Jakarta, TAMBANG – Baru-baru ini salah satu bank terbesar di Singapura, OCBC, menyatakan tidak akan terlibat dalam proyek smelter aluminium Adaro Minerals (ADMR) di Kalimantan Utara (Kaltara).
DBS dan Standard Chartered juga sebelumnya menyatakan hal serupa. Diketahui, penolakan pendanaan dari bank-bank tersebut dikarenakan pembangunan smelter aluminium itu akan disertai pembangunan PLTU batu-bara baru, seperti yang disampaikan pada presentasi Adaro beberapa waktu lalu.
Ketiga bank tersebut memiliki kebijakan iklim yang melarang mereka untuk memberi pinjaman ke PLTU batu-bara baru.
“Konsensus iklim sudah jelas bahwa bisnis batu-bara yang merusak ini harus ditinggalkan segera. Bank-bank menolak membiayai smelter Adaro karena terkait dengan pembangunan PLTU batu-bara baru, institusi keuangan sudah menyampaikan pesan yang sangat jelas.” Kata Campaigner Indonesians di Market Forces, Nabilla Gunawan dalam keterangannya yang diterima tambang.co.id, Senin (20/2).
Namun, salah satu bank Singapura, UOB, masih terlibat dalam pendanaan ke grup perusahaan Adaro. Tahun lalu, UOB terlibat dalam pinjaman sindikasi ke anak usaha Adaro Energy Indonesia, Saptaindra Sejati, sebesar USD350 juta.
Keputusan UOB tersebut mempertanyakan komitmen iklim UOB untuk tidak membiayai pembangunan PLTU batu-bara baru.

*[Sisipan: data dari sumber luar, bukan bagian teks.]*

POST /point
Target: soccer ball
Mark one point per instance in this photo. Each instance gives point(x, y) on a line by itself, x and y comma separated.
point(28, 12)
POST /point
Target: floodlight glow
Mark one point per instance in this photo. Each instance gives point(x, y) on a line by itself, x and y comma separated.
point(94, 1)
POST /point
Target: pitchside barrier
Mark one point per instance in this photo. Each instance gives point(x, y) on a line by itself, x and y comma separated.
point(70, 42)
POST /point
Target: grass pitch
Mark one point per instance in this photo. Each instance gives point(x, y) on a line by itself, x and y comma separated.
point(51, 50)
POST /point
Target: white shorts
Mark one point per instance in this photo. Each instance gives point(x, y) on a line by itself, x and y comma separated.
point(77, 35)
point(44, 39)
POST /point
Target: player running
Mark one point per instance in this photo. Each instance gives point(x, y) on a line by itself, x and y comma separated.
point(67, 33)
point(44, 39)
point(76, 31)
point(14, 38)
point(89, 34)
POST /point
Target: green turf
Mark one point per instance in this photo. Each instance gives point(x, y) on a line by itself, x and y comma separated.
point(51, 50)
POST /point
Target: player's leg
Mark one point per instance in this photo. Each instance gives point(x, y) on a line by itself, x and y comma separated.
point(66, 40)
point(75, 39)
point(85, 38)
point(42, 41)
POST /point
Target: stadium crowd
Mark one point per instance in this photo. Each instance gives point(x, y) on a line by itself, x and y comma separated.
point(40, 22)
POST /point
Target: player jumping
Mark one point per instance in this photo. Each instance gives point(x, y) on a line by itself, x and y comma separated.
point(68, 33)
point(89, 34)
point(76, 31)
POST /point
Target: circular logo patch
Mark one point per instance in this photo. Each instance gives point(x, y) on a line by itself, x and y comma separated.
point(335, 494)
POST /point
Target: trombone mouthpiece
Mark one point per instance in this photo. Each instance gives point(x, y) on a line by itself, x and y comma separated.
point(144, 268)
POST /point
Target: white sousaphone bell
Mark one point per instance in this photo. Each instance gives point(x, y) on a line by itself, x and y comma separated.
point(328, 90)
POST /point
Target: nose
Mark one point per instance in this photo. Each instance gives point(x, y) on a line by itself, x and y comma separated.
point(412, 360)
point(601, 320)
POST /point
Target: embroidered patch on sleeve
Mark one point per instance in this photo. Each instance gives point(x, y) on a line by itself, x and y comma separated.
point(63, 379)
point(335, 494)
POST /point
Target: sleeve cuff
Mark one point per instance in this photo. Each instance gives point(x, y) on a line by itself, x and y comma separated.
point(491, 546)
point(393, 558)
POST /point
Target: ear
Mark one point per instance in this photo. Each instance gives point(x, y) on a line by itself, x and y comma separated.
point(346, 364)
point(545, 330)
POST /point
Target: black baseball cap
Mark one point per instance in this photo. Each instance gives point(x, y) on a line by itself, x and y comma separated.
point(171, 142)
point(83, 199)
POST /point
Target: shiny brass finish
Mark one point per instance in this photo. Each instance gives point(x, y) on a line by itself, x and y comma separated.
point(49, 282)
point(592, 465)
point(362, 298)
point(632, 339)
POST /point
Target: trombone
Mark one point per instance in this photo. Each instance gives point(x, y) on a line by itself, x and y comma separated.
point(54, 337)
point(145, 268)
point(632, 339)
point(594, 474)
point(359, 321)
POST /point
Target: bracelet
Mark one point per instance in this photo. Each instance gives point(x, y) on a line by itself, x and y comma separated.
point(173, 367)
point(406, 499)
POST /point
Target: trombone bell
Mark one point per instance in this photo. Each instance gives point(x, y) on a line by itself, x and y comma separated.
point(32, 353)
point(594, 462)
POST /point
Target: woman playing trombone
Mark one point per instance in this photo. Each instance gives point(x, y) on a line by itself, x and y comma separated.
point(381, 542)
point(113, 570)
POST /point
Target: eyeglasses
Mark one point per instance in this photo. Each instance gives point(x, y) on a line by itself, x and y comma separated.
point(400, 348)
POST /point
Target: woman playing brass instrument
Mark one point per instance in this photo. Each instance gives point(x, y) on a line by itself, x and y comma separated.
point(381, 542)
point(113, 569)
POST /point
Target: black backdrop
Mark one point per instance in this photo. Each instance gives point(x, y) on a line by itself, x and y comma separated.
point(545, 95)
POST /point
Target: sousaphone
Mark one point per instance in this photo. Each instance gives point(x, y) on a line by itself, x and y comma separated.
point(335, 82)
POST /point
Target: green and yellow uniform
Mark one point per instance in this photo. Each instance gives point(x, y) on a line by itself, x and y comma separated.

Kompetitor UOB, seperti DBS dan OCBC tidak mengambil bagian untuk melanjutkan pendanaan sindikasi ke Saptaindra Sejati. DBS tahun lalu mengatakan bahwa bank tersebut mengurangi eksposur mereka terhadap Adaro karena kebijakan iklim.
Meskipun pinjaman tersebut diperuntukkan ke anak usaha Adaro, beberapa aktivis iklim dan keuangan khawatir bahwa porsi dari pinjaman tersebut dapat dialihkan untuk mendukung PLTU batu-bara baru.
“Dana pinjaman yang diberikan oleh UOB dapat dialihkan ke perusahaan induk maupun anak perusahaan Adaro. Pinjaman ini akan melonggarkan kapital yang dapat digunakan oleh Adaro untuk membangun PLTU batu-bara baru yang sangat besar untuk smelter di Kaltara,” tambah Nabilla.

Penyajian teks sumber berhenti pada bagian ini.